يُخَفَّفُ  fiili meçhul bina edilmiştir. Meçhul bina edilen fiillerde mefule dikkat çekme kastı vardır. Çünkü malum bina edildiğinde mef’ûl olan kelime meçhul binada naib-i fail olur.

Şart ve cevap cümlelerinden müteşekkil terkip, şart üslubunda faide-i haber ibtidaî kelamdır. Şartın cevabına matuf olan isim cümlesi formunda gelen  وَلَا هُمْ يُنْظَرُونَ  cümlesi, faide-i haber inkârî kelamdır. Nefy harfinin müsnedün ileyhten önce gelmesi ve müsnedin fiil cümlesi olması tahsis ifade eder.

Haberin muzari fiille gelmesi hükmü takviye, hudûs, teceddüt ve zem makamı sebebiyle istimrar ifade eder.
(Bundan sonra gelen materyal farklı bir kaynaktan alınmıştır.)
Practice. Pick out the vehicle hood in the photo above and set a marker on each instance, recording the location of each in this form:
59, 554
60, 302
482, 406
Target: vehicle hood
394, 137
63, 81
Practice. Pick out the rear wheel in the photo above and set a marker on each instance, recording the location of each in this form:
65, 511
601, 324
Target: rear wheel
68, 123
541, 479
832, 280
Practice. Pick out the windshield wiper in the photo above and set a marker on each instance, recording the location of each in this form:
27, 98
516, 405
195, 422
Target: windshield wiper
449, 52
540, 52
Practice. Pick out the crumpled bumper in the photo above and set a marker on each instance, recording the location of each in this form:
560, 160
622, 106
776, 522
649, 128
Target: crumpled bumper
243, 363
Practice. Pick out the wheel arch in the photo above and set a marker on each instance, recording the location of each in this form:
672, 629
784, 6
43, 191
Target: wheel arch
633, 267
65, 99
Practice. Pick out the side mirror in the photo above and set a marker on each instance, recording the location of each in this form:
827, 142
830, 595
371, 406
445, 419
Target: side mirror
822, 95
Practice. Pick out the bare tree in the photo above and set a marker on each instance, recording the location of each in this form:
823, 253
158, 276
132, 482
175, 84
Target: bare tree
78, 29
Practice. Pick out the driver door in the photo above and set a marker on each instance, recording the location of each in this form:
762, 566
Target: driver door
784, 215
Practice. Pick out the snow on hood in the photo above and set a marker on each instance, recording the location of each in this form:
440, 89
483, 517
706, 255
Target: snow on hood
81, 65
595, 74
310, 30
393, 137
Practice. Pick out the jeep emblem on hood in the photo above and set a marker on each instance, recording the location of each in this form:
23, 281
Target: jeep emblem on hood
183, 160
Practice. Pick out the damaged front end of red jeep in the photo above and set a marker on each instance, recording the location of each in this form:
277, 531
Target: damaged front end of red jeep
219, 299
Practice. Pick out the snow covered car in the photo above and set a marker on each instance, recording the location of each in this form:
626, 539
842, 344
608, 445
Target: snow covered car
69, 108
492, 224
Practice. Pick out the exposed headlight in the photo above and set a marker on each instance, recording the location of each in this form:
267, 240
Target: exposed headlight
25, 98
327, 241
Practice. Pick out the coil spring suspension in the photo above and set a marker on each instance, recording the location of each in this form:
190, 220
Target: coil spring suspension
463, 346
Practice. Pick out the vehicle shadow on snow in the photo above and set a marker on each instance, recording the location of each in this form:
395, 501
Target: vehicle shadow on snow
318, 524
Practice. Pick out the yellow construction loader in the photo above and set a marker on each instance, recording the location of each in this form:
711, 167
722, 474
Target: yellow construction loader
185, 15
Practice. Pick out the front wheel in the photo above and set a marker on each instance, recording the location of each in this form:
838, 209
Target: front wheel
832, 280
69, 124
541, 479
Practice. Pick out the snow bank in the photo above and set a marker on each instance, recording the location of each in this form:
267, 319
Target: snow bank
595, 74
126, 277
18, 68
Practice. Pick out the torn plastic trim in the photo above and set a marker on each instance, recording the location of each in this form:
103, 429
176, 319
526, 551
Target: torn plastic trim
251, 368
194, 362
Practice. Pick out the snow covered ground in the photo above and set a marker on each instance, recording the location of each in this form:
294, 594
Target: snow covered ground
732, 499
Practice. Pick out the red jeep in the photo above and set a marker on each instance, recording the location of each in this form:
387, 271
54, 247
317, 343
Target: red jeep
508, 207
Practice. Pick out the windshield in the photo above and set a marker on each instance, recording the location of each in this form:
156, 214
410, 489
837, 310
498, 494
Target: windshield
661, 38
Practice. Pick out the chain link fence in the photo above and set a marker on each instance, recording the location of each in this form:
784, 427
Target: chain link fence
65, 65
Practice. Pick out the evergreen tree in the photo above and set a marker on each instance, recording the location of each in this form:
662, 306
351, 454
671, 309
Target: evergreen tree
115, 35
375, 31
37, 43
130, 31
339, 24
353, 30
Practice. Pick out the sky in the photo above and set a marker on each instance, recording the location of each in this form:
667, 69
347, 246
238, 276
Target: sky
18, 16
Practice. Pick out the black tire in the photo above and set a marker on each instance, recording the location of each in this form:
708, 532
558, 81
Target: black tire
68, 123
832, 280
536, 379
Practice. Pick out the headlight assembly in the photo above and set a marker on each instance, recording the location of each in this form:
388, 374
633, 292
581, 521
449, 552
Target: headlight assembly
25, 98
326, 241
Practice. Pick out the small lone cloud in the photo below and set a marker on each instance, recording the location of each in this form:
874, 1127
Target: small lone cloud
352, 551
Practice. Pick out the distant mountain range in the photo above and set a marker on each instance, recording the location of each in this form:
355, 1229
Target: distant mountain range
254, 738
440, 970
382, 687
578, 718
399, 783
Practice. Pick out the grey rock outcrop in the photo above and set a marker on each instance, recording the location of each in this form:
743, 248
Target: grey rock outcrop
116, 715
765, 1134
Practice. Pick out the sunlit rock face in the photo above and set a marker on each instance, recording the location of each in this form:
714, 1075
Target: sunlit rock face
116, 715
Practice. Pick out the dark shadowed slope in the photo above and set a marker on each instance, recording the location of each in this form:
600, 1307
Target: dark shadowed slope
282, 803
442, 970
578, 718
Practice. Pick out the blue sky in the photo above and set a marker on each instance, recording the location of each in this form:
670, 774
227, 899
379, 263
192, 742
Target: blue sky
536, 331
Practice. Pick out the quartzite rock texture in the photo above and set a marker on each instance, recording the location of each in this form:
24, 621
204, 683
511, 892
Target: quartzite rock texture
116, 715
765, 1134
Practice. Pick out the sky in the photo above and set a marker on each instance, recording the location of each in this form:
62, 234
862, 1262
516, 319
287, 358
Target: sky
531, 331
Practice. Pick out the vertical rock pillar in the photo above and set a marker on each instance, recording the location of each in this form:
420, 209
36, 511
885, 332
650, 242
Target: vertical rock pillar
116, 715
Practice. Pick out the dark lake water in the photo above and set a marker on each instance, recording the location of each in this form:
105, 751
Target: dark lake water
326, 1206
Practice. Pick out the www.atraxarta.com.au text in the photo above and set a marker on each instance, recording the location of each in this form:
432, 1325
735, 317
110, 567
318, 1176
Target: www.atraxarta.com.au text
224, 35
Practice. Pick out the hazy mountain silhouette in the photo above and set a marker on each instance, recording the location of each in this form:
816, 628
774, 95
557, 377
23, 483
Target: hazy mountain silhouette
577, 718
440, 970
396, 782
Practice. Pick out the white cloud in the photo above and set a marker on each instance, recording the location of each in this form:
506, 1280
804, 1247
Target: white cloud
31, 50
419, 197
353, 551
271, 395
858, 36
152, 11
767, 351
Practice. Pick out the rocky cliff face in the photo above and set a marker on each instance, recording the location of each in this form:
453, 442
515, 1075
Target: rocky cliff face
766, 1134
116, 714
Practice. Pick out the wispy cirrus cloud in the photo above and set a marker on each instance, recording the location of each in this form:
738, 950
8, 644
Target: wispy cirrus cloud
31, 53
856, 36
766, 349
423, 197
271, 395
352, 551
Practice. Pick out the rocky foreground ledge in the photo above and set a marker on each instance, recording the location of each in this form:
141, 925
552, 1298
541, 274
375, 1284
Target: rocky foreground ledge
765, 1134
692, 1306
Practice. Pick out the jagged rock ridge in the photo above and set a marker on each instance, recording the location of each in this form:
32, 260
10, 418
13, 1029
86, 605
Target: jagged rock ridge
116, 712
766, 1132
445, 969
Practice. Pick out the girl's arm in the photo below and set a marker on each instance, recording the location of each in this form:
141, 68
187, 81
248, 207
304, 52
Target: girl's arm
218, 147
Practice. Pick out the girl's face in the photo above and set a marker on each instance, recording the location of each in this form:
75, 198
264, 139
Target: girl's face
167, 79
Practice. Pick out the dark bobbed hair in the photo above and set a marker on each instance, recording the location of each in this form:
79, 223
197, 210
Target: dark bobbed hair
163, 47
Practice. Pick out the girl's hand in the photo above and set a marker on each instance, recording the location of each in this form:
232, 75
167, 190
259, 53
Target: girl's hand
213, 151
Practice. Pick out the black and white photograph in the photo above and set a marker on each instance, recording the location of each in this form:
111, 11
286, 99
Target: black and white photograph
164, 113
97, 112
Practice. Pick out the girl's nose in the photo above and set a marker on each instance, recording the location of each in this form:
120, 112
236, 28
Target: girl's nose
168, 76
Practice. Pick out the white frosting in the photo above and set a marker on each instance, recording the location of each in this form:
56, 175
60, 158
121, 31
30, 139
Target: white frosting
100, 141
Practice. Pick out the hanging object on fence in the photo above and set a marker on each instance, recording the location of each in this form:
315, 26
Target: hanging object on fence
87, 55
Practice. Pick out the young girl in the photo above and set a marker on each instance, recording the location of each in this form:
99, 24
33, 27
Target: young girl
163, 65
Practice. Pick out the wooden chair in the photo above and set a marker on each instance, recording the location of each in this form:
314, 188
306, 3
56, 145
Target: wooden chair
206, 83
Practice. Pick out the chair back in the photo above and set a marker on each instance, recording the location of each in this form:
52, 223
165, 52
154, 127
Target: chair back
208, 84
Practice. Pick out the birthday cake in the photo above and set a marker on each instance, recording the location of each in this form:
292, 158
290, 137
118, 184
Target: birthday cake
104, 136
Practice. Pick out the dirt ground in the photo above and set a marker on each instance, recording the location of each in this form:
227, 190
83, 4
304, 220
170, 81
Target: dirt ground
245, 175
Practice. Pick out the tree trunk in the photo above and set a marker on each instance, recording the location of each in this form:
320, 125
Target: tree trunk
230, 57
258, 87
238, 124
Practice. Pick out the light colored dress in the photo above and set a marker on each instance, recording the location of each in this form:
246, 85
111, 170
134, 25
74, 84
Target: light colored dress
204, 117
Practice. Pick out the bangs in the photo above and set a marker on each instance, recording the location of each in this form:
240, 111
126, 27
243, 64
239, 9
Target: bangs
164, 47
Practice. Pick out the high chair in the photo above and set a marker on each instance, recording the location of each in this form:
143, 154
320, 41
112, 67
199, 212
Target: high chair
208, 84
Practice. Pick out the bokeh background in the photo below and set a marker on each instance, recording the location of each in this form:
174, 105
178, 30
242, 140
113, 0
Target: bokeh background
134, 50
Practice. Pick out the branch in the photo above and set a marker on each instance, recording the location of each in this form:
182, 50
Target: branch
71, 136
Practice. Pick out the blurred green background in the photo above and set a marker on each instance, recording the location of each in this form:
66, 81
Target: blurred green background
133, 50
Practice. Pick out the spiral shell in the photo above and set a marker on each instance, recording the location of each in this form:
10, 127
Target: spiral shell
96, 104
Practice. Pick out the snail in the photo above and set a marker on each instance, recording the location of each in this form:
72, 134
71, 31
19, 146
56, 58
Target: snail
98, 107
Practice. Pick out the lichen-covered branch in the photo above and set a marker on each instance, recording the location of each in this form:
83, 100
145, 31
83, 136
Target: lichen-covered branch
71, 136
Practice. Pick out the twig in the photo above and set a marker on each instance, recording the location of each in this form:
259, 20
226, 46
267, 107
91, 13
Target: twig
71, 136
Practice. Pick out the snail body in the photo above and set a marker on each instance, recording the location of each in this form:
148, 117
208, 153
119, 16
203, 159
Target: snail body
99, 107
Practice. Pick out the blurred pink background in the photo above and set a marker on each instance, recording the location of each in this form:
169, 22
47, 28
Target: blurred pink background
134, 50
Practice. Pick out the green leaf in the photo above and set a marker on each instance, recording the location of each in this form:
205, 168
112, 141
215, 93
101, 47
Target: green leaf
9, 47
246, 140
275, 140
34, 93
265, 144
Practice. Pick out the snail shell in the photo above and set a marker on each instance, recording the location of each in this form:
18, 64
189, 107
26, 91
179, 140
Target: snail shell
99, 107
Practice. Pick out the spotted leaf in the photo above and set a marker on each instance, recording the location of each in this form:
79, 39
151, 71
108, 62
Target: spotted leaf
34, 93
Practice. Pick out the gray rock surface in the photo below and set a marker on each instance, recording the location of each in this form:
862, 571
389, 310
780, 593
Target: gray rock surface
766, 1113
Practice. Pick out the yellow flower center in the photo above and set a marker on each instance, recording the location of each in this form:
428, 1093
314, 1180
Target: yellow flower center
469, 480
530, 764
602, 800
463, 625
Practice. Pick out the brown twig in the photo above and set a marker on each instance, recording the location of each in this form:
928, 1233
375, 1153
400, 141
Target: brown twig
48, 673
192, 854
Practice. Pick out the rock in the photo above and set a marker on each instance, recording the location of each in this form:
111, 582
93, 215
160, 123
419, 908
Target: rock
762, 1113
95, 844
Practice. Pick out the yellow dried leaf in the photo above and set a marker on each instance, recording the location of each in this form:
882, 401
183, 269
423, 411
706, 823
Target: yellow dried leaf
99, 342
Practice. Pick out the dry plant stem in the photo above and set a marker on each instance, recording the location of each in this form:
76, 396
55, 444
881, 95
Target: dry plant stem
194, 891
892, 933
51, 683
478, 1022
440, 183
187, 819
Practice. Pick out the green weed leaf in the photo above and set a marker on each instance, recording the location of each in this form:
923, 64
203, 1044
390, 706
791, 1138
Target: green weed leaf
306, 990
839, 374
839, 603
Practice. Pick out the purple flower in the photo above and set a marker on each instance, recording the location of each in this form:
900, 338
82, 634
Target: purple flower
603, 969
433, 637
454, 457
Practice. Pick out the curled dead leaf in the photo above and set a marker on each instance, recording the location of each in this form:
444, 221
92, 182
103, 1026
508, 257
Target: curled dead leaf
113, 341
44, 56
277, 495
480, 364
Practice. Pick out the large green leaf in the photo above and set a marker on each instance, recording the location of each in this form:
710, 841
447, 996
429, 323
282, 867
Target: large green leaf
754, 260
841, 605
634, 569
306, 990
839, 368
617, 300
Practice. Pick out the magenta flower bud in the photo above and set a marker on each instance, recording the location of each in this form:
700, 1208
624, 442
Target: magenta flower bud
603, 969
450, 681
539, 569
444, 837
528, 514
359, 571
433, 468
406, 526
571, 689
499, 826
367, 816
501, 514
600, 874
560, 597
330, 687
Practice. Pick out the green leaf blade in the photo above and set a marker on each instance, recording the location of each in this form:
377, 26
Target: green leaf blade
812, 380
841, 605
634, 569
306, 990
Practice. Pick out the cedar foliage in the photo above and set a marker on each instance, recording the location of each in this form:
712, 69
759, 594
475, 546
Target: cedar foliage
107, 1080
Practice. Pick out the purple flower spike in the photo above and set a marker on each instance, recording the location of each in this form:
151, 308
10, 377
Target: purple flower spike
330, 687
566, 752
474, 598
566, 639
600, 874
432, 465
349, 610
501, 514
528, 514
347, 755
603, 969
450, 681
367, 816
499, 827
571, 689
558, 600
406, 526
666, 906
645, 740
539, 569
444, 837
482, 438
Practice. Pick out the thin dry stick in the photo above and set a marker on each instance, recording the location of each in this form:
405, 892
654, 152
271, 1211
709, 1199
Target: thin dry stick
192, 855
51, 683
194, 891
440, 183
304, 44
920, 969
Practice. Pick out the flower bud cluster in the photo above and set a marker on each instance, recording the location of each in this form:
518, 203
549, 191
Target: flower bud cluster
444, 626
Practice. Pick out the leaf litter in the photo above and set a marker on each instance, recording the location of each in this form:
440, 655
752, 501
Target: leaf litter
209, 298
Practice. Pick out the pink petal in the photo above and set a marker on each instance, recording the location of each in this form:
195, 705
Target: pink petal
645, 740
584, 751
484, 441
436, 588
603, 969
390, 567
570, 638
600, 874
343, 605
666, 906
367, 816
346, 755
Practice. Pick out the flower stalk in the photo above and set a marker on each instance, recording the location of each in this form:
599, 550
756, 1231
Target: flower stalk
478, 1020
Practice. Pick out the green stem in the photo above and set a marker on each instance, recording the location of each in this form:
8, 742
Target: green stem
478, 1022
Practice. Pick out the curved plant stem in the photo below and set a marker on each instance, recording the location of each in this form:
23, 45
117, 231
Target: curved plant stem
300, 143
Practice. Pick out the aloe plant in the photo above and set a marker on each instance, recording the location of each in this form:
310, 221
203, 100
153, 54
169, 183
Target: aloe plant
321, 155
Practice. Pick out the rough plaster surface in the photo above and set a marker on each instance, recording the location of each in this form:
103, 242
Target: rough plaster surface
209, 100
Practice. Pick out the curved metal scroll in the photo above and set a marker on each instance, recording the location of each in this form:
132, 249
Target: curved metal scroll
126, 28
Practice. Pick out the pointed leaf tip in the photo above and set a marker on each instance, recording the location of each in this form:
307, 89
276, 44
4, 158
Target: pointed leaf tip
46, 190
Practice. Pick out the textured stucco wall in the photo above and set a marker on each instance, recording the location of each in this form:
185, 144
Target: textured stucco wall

Ayrıca muzari fiilin tecessüm özelliği, muhatabın muhayyilesini harekete geçirerek konuyu iyice kavramasına yardımcı olur.

لَا  harfi, cumhura göre gelecek zamana mahsustur. Bu harf, mutlak olarak kullanılır ve çoğunlukla istikbal kastedilir. (Samerrâî, Ala Tarîqi't Tefsîri'l Beyânî, c. 2, Yasin Suresi 49)

فَلَا يُخَفَّفُ عَنْهُمْ  cümlesi  اِذَا nın cevabıdır. İstînaf ihtimalini gidermek ve şart ve cevap manasını  tekid etmek için  فَ  ile gelmiştir. (Âşûr) 

وَلَا هُمْ يُنْظَرُونَ [Onlara mühlet verilmez] Olumsuzluğun sürekliliğini ve devamını ifade etmek için isim cümlesi tercih edilmiştir. (Safvetü’t Tefasir)

الَّذ۪ينَ ظَلَمُوا , inkâr eden kimselerdir. Zamir makamında  zahir olarak ifade edilmesi, zikredilen sıfatın yani zulmün onlardaki varlığını ifade etmek içindir. (Âşûr) 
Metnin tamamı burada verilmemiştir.